Nowadays it is hard to imagine daily communication without emojis like 😄, 😬 or ❤️. These cute pictograms are not only ideal for expressing emotions, they are also standardized. This makes them ideal for analysis. However, before classical analyses such as clustering can be performed, a numerical representation is required. A simple method would be one-hot-encoding, which would be obvious considering the very limited vocabulary (there are only a few thousand emojis). However, embeddings can not only provide more memory friendly representations, but also those that capture a meaning.

There are already some approaches to how such embeddings are created - among others Eisner et al. have tried to exploit the description of Emojis. But one can also analyze only observed use. Thus it is suggested that emojis are more similar if, for example, they occur in the same context as other emojis. Illendula et. al., for example, also pursued such an approach.

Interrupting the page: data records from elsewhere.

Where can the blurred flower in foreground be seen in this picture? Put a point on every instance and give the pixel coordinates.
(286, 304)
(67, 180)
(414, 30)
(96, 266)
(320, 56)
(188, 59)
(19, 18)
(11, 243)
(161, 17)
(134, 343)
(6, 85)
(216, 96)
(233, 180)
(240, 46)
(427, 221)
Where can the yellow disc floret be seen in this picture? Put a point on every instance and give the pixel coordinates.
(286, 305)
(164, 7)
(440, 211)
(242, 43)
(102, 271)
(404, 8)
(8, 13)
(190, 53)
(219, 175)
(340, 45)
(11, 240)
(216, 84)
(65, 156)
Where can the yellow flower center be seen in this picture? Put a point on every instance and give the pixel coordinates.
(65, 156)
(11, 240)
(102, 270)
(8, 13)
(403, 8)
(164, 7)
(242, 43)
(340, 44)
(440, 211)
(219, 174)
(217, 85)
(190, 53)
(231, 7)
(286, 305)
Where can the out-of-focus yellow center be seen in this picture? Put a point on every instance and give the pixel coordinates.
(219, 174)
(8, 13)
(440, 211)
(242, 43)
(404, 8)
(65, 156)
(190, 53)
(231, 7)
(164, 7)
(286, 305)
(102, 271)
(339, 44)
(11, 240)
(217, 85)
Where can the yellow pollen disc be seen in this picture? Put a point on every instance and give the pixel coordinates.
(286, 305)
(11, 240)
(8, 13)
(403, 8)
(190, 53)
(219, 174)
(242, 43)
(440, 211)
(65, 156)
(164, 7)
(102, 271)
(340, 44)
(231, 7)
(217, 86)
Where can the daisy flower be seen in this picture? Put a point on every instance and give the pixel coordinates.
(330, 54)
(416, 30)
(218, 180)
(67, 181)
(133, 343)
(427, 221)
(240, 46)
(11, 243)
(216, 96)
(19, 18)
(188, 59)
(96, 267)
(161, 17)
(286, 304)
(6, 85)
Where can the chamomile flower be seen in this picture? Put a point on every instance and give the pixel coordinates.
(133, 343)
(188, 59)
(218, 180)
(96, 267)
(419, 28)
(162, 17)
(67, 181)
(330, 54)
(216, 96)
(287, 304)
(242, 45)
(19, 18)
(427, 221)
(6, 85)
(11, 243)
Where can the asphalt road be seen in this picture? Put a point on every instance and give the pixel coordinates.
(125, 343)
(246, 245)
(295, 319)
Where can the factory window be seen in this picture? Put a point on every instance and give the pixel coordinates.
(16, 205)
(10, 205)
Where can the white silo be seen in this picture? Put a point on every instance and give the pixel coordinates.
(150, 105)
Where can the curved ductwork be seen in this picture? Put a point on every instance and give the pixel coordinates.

Facebook has released some time ago software called StarSpace. With this software you can train all kinds of embeddings. The software is written in C++ and offers a Python interface. Fortunately there is also a suitable R-package called ruimtehol (please don’t ask me how they got the name).

After a one-time installation of the package (install.packages("ruimtehol")) it can be loaded as follows:

library(ruimtehol)

Now we only need the data - concretely Emoji sequences (e.g. ❤️😄❤️ ). These can be downloaded from social media platforms (in my case they come from Twitter).

Suppose you now have the data in a vector called emo_seq. Then you can pass it to the method embed_wordspace:

model <- embed_wordspace(
	emo_seq, 
	dim = 8
) 

The first argument is the vector of emoji sequences and the second argument is the size of the representation. The larger the representation, the richer the information that can be captured, but the more memory is required. In addition, more data and time is needed to train larger models and the added value decreases at some point. A rule of thumb is that in embeddings the root is taken to base 4 of the vocabulary. Since there are around 3000 emojis, you get about 7.4 (rounded up to 8) dimensions.

wordvectors <- as.matrix(model)
head(wordvectors, 5)
1 2 3 4 5 6
🤷 0.00 0.00 0.00 0.00 -0.00 -0.00
🤦 0.00 -0.00 -0.00 -0.00 0.00 0.00
😂 -0.00 0.00 -0.00 0.00 -0.00 0.00
👉 0.00 -0.00 0.00 0.00 -0.00 -0.00
🔥 0.00 -0.00 -0.00 0.00 -0.00 0.00
😍 -0.00 0.00 -0.00 -0.00 -0.00 -0.00

Assessing Similarity between Emojis

Given this vector representation, it is very easy to define a similarity between elements. This is mostly done by using the cosine similarity between the vectors, which is ultimately based on the angle of the vectors.

Ruimtehol offers a method to calculate the similarity between two vectors, but we only want the most similar ones. Therefore we build our own method that sorts all emojis by similarity and returns the most similar ones.

most_similar <- function(e, m, top_n = 10) {
    distances <- embedding_similarity(m, m[e, ])[, 1]
    data.frame(cos_sim=head(sort(distances, decreasing = TRUE), top_n))
}
most_similar("🔥", wordvectors, top_n = 5)
cos_sim
🔥 1.00
🎥 0.95
😲 0.92
👹 0.89
0.88

Obviously, the most similar object is the object itself (so it is usually excluded).

  • Eisner, Ben, et al. “emoji2vec: Learning emoji representations from their description.” arXiv preprint arXiv:1609.08359 (2016).
  • Illendula, Anurag, and Manish Reddy Yedulla. “Learning emoji embeddings using emoji co-occurrence network graph.” arXiv preprint arXiv:1806.07785 (2018).